My next move was to buy a map of the region and select some criteria to focus my search and further limit my search area. Some considerations were more obvious than others were. For example, I knew I’d need a job and that, in my field, the prospects for finding one would dramatically increase with my proximity to the larger, denser urban areas of Ft. Lauderdale and Miami. However, I also knew that, with my luck, it was more than a possibility I’d land a job in less likely West Palm Beach and probably the day after the ink dried on my apartment lease in a community in the midst of one of those more prominent cities. I decided to hedge my bet and search within the nondescript area of Southern Palm Beach County-Northern Broward County, somewhat equidistant in space and time between the polar extremes of West Palm Beach and Miami.

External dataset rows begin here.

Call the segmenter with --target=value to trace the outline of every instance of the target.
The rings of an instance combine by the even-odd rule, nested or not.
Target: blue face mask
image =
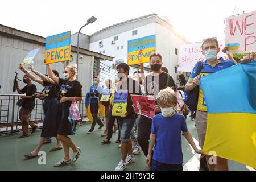
[[[212,61],[217,58],[217,50],[207,50],[204,52],[204,56],[207,61]]]

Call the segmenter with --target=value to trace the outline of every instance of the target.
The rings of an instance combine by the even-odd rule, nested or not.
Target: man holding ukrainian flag
[[[236,135],[237,134],[230,134],[230,133],[229,132],[229,131],[228,130],[228,127],[229,126],[228,124],[224,123],[224,122],[218,122],[219,121],[222,121],[221,119],[222,119],[223,118],[221,119],[220,117],[216,117],[216,114],[215,114],[215,115],[213,115],[214,114],[216,114],[216,113],[218,114],[219,113],[224,111],[224,110],[221,111],[219,110],[219,108],[221,107],[220,106],[222,105],[226,104],[226,103],[224,103],[224,102],[225,102],[226,100],[225,100],[224,99],[219,100],[219,98],[216,97],[218,97],[218,96],[221,96],[221,94],[222,94],[221,96],[222,97],[223,96],[225,96],[224,97],[225,97],[226,98],[230,97],[230,96],[228,94],[227,95],[224,95],[221,92],[221,89],[228,90],[229,88],[225,87],[222,85],[222,85],[222,86],[220,86],[220,85],[218,85],[219,84],[221,83],[222,81],[225,81],[225,82],[228,84],[229,81],[230,81],[230,80],[232,80],[232,77],[229,75],[229,77],[227,77],[227,75],[229,74],[233,76],[236,75],[236,74],[237,74],[237,73],[234,72],[234,71],[233,71],[233,72],[232,72],[232,70],[230,70],[232,69],[230,68],[227,70],[228,72],[226,73],[225,73],[225,74],[222,73],[222,75],[220,75],[221,72],[223,73],[224,69],[232,67],[235,64],[233,61],[224,60],[222,58],[217,59],[217,54],[220,52],[220,49],[218,46],[218,42],[216,38],[212,38],[204,39],[202,43],[202,53],[205,56],[207,60],[203,63],[203,67],[200,68],[198,67],[198,64],[196,64],[193,71],[190,75],[189,79],[187,84],[186,84],[185,90],[187,91],[190,91],[193,90],[194,88],[195,88],[197,85],[200,85],[197,103],[197,110],[196,117],[196,125],[197,127],[199,145],[200,147],[203,149],[203,150],[206,152],[206,154],[209,155],[214,155],[211,154],[210,152],[209,152],[209,151],[214,151],[216,153],[216,154],[215,154],[214,155],[217,156],[216,158],[216,163],[210,162],[210,159],[212,157],[209,155],[207,156],[206,159],[209,169],[211,171],[228,170],[228,162],[226,159],[229,158],[230,159],[239,161],[241,162],[243,162],[244,161],[242,160],[237,160],[237,159],[234,159],[232,157],[229,157],[230,156],[230,154],[228,155],[222,155],[222,154],[221,154],[221,152],[220,152],[221,154],[220,154],[219,152],[221,151],[221,150],[223,150],[223,147],[221,148],[221,150],[220,150],[220,146],[221,146],[221,144],[220,144],[219,142],[218,144],[215,144],[216,141],[217,141],[217,143],[220,141],[223,142],[222,143],[227,142],[229,142],[229,141],[227,141],[226,140],[226,139],[229,138],[226,138],[226,136],[225,136],[225,133],[233,135]],[[253,57],[253,59],[255,57]],[[244,63],[246,63],[247,61],[251,60],[251,57],[245,57],[245,59],[243,61]],[[233,67],[233,67],[237,68],[240,67],[241,67],[241,64],[238,64],[234,67]],[[197,70],[199,69],[200,69],[199,72],[198,72]],[[242,69],[241,69],[241,70]],[[245,69],[243,69],[243,70],[245,71]],[[242,72],[242,71],[241,72]],[[215,72],[218,73],[214,73]],[[229,72],[230,73],[229,73]],[[197,75],[197,73],[199,73],[199,75]],[[211,73],[213,74],[207,76]],[[222,77],[220,78],[220,76],[221,75],[222,76]],[[203,76],[204,76],[204,78],[201,78]],[[216,79],[218,79],[218,81],[219,82],[210,82],[209,81],[214,80],[214,79],[215,79],[215,81],[216,80]],[[201,84],[200,84],[200,82],[202,82]],[[230,81],[229,81],[229,82],[230,82]],[[205,89],[205,88],[208,89]],[[209,88],[210,88],[210,89],[209,89]],[[236,92],[236,90],[230,90],[230,92]],[[207,95],[207,97],[205,97],[205,95]],[[238,97],[232,98],[232,100],[236,100],[237,99],[237,98]],[[209,101],[212,101],[209,102]],[[207,102],[207,105],[206,102]],[[227,104],[228,105],[229,103],[228,103]],[[232,107],[232,106],[230,105],[229,107]],[[208,110],[209,109],[210,109],[210,113],[209,113],[210,111]],[[226,109],[225,109],[225,111],[227,113],[230,113],[230,116],[233,116],[233,118],[234,114],[235,113],[233,113],[235,112],[234,110],[229,109],[230,108]],[[213,110],[214,110],[213,113],[211,113]],[[232,119],[231,118],[232,118],[232,117],[226,117],[224,118],[228,119],[227,121],[232,121],[230,119]],[[213,122],[210,122],[210,125],[209,124],[210,120],[210,121],[214,121]],[[241,119],[240,121],[242,122],[242,119]],[[218,125],[220,125],[219,126],[220,128],[222,128],[223,129],[223,130],[222,130],[221,131],[216,131],[216,130],[212,130],[213,129],[216,129],[216,128],[214,128],[214,126],[217,125],[217,122],[219,124]],[[245,122],[244,123],[244,124],[245,124]],[[233,125],[233,123],[231,123],[231,125]],[[224,131],[223,133],[221,134],[220,132],[223,131]],[[222,140],[221,140],[221,139],[220,139],[219,138],[218,138],[218,134],[216,136],[216,135],[214,135],[214,134],[212,134],[213,133],[216,133],[218,132],[219,132],[218,136],[223,136],[222,138]],[[244,142],[246,142],[246,141],[244,141]],[[214,146],[214,147],[212,147],[213,146]],[[228,151],[229,150],[232,150],[232,147],[230,148],[229,149],[228,147],[226,147],[226,148],[224,148],[224,151]],[[246,150],[246,148],[243,148],[243,150]],[[224,151],[224,153],[226,151]],[[218,152],[219,154],[218,154]]]

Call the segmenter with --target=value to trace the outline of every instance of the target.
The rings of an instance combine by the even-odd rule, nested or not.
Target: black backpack
[[[203,63],[202,61],[197,62],[197,71],[196,72],[196,76],[199,75],[203,68]],[[192,112],[196,111],[197,109],[199,86],[196,86],[191,91],[187,91],[186,93],[187,98],[185,100],[185,103],[188,106],[189,110]]]

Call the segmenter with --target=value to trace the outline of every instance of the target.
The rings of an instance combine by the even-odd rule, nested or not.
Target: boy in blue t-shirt
[[[174,107],[177,103],[174,91],[170,88],[162,90],[158,95],[157,102],[161,107],[162,113],[154,117],[152,121],[146,163],[151,163],[152,171],[183,171],[181,131],[196,153],[205,154],[195,144],[184,116],[174,112]]]

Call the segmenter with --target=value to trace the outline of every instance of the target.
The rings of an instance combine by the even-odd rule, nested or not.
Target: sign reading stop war
[[[155,35],[128,41],[127,52],[128,65],[148,63],[155,53]]]
[[[114,94],[112,115],[125,116],[127,107],[127,90],[115,92]]]
[[[71,31],[46,38],[44,63],[69,61],[71,52]]]
[[[110,97],[110,89],[106,89],[103,92],[102,96],[101,98],[101,102],[109,101]]]
[[[218,44],[221,51],[218,53],[218,58],[223,57],[225,60],[228,60],[228,55],[221,51],[225,47],[224,40],[218,41]],[[180,46],[178,57],[179,71],[192,72],[196,63],[206,60],[202,54],[201,46],[202,42]]]
[[[152,96],[131,95],[136,114],[152,118],[155,115],[155,98]]]
[[[226,18],[227,53],[256,51],[256,11]]]

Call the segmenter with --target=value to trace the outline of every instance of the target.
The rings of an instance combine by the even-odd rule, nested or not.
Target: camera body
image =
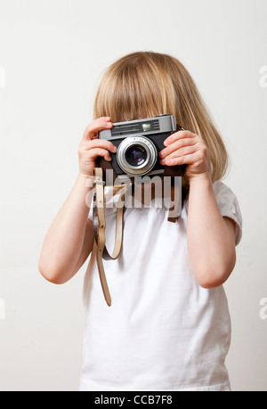
[[[166,167],[159,163],[158,152],[165,148],[164,141],[181,129],[174,116],[166,114],[117,122],[111,129],[101,131],[99,138],[112,142],[117,148],[110,157],[118,178],[163,175]]]

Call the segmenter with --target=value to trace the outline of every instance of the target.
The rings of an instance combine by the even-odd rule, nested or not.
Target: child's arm
[[[206,146],[202,138],[189,131],[173,134],[165,144],[166,148],[159,154],[162,164],[187,165],[187,239],[193,274],[202,287],[217,287],[227,280],[235,266],[235,225],[220,213],[208,169]]]
[[[93,232],[92,222],[88,219],[92,183],[88,178],[92,181],[96,158],[102,156],[110,160],[109,150],[116,151],[110,142],[97,139],[98,131],[112,127],[109,121],[110,118],[98,119],[85,128],[79,146],[78,177],[44,239],[39,270],[52,282],[69,281],[92,250]]]

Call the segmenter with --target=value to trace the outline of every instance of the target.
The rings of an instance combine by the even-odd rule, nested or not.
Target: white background
[[[78,389],[85,266],[57,286],[38,258],[99,79],[139,50],[185,64],[228,146],[244,233],[227,364],[233,390],[267,390],[266,18],[266,0],[0,0],[1,390]]]

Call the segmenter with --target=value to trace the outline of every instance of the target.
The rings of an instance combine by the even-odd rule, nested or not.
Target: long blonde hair
[[[96,93],[94,118],[112,122],[160,114],[200,135],[207,146],[212,180],[225,175],[228,155],[191,76],[171,55],[137,52],[122,57],[105,72]]]

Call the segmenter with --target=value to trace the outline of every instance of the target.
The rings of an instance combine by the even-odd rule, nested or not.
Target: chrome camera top
[[[118,177],[159,175],[165,166],[159,163],[158,152],[165,148],[164,141],[176,129],[174,116],[167,114],[117,122],[111,129],[101,131],[99,137],[111,141],[117,148],[110,156]]]

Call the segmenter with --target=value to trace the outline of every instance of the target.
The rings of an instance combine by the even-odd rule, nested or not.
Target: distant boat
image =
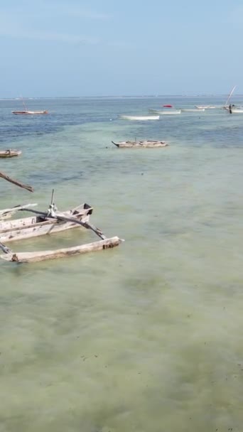
[[[158,120],[159,116],[120,116],[124,120]]]
[[[29,114],[29,115],[36,115],[40,114],[48,114],[48,111],[12,111],[12,114]]]
[[[14,156],[18,156],[21,153],[21,150],[11,150],[11,148],[9,150],[1,150],[0,158],[13,158]]]
[[[230,107],[225,107],[225,109],[230,112]],[[231,114],[242,114],[243,108],[237,108],[237,107],[234,107],[232,106],[231,107]]]
[[[228,97],[227,99],[227,101],[226,101],[225,105],[223,106],[223,108],[225,108],[225,109],[229,108],[229,104],[229,104],[229,102],[230,102],[230,99],[232,95],[233,94],[233,93],[234,92],[235,87],[236,87],[236,85],[234,85],[233,87],[232,90],[231,90],[231,92],[230,92],[230,94],[229,94],[229,96],[228,96]]]
[[[171,115],[173,114],[180,114],[180,109],[161,109],[161,111],[158,109],[148,109],[149,112],[157,114],[168,114]]]
[[[198,109],[212,109],[213,108],[216,108],[216,107],[215,107],[215,105],[195,105],[196,108],[198,108]]]
[[[182,108],[181,112],[201,112],[205,110],[205,108]]]
[[[117,146],[120,148],[154,148],[156,147],[167,147],[168,144],[165,141],[122,141],[119,143],[115,143],[114,141],[112,141],[112,144]]]
[[[24,110],[23,111],[12,111],[12,114],[21,114],[21,115],[38,115],[38,114],[48,114],[48,112],[46,111],[45,109],[43,111],[29,111],[28,109],[27,109],[26,105],[23,102],[23,99],[22,98],[22,104],[23,105],[24,107]]]

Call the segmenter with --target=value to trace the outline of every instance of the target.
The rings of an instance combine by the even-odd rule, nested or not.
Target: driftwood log
[[[33,192],[33,188],[31,186],[28,186],[26,185],[23,185],[23,183],[20,183],[19,181],[14,180],[14,178],[11,178],[11,177],[9,177],[9,176],[7,176],[6,174],[4,174],[4,173],[1,173],[0,171],[0,178],[4,178],[4,180],[6,180],[6,181],[9,181],[11,183],[13,183],[14,185],[16,185],[17,186],[19,186],[20,188],[23,188],[23,189],[26,189],[27,190],[29,190],[30,192]]]
[[[94,251],[104,250],[111,249],[119,246],[122,240],[117,237],[104,239],[98,242],[82,244],[80,246],[74,246],[65,249],[60,249],[53,251],[40,251],[38,252],[16,252],[13,253],[12,251],[8,249],[4,244],[1,244],[0,247],[4,252],[4,255],[0,255],[0,258],[5,261],[12,262],[38,262],[40,261],[45,261],[47,259],[55,259],[57,258],[63,258],[70,256],[72,255],[79,255],[93,252]]]

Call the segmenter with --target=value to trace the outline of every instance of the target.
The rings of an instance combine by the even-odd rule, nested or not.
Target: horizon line
[[[22,100],[23,99],[84,99],[84,98],[118,98],[118,97],[218,97],[227,96],[227,93],[203,93],[203,94],[107,94],[106,96],[27,96],[23,98],[20,97],[1,97],[0,100]],[[235,96],[243,96],[243,94],[235,94]]]

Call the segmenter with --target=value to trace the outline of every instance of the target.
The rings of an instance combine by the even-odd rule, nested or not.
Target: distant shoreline
[[[43,96],[36,97],[24,97],[24,100],[37,100],[40,99],[146,99],[146,98],[154,98],[157,99],[159,97],[169,98],[183,98],[183,99],[191,99],[193,97],[227,97],[227,94],[144,94],[141,95],[115,95],[115,96]],[[234,94],[234,97],[242,97],[243,94]],[[22,100],[21,97],[0,97],[0,100]]]

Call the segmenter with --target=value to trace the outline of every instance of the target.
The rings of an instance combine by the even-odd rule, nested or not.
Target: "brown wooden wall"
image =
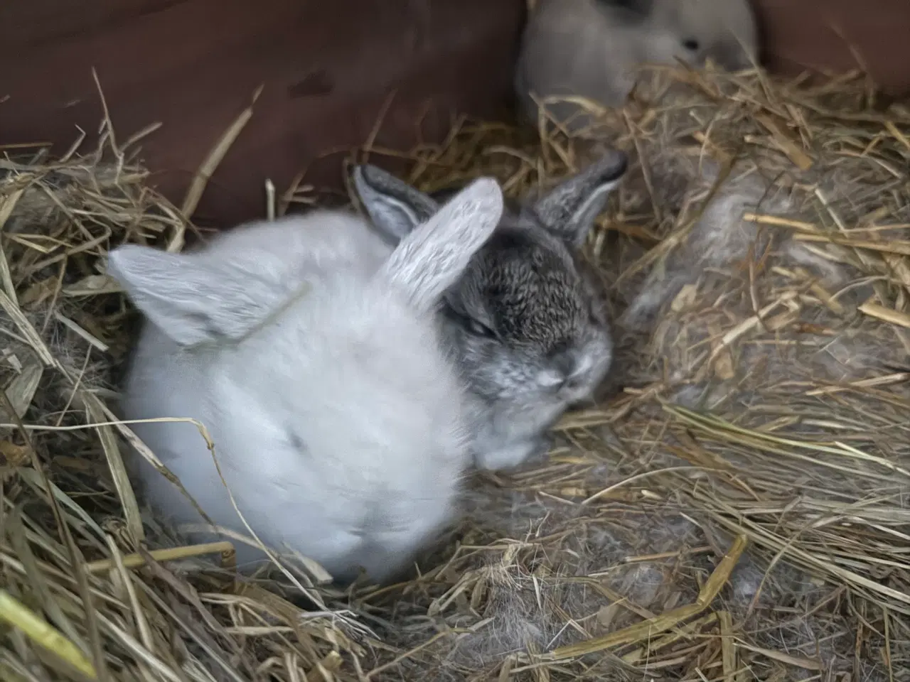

In an attempt to further minimize my potential commutation time, I figured it might be a good idea to find a place near the region’s two major north-south highways, I-95 and the Florida Turnpike. Seeing still too many options on my list, I knew that further limiting myself to moderately priced communities would be sure to eliminate both the high end and more affordable extremes. I soon discovered that seeking moderate pricing would also narrow the geographic scope of my search, as I would now be looking too cheap to be near the Atlantic Ocean, but expensive enough to avoid sleeping with the gators in the glades.
Although I had done my best to winnow my list, I still had too many communities to evaluate in detail within the week’s deadline I had set for myself. I also knew that the kind of evaluation I needed to do would require more than a seat-of-the-pants review of the various apartment websites and paperback guides that I had at my disposal. It was time to get out in the field and kick a little dirt and wrestle with some bricks and mortar.
YOU CAN’T GET THERE FROM HERE. How hard could that be? I wondered. I had limited myself to a mere twenty-mile radius centered somewhere on Military Trail, between Boca Raton and Delray Beach, and I already possessed the complete addresses for all the communities I intended to visit. All I had to do was plan a logistically sensible itinerary, hop in my car and go take a look. As I started to plot each day’s itinerary on my map, I realized that having an address offered little insight into a destination’s location. After all, this was laid back Florida where residents come and go at a leisurely pace and show little concern about how long it takes to find their destination. Sure, South Florida has addresses, but no one abides by them, not even the mailmen. Around these parts, if you want to know where to go, you ask someone for directions, and get accustomed to hearing them in terms of mileage, number of traffic lights, or counting local landmarks like Winn-Dixies or Exxon stations.
I learned quickly that most street addresses are useless, especially those on streets that don’t extend more that a couple of miles, or those on streets that change their names occasionally along the route. Adding to the confusion is the fact that every other town seems to have a road, street, avenue, or boulevard named “Atlantic” or “Ocean,” or has street numbers and directional designations that from the perspective of passersby seem to emanate from some fictitious place. Streets that don’t calibrate evenly like, for example, NE (Northeast) 47th street, followed immediately by NE 52nd street, and then NE 89th street are bad enough. But, when they intersect, say, SW (Southwest) 11th avenue, you start to wonder if you’ve found a new wrinkle in our universe’s space-time continuum.
Many apartment communities just make matters worse by concocting their own “exclusive” street addresses specially designed to give their locations cache, even if they lack a spatial context. In reality, the addresses exist only on their own community site maps and usually relate to nothing more than a long driveway extending from public access roads to their front gates.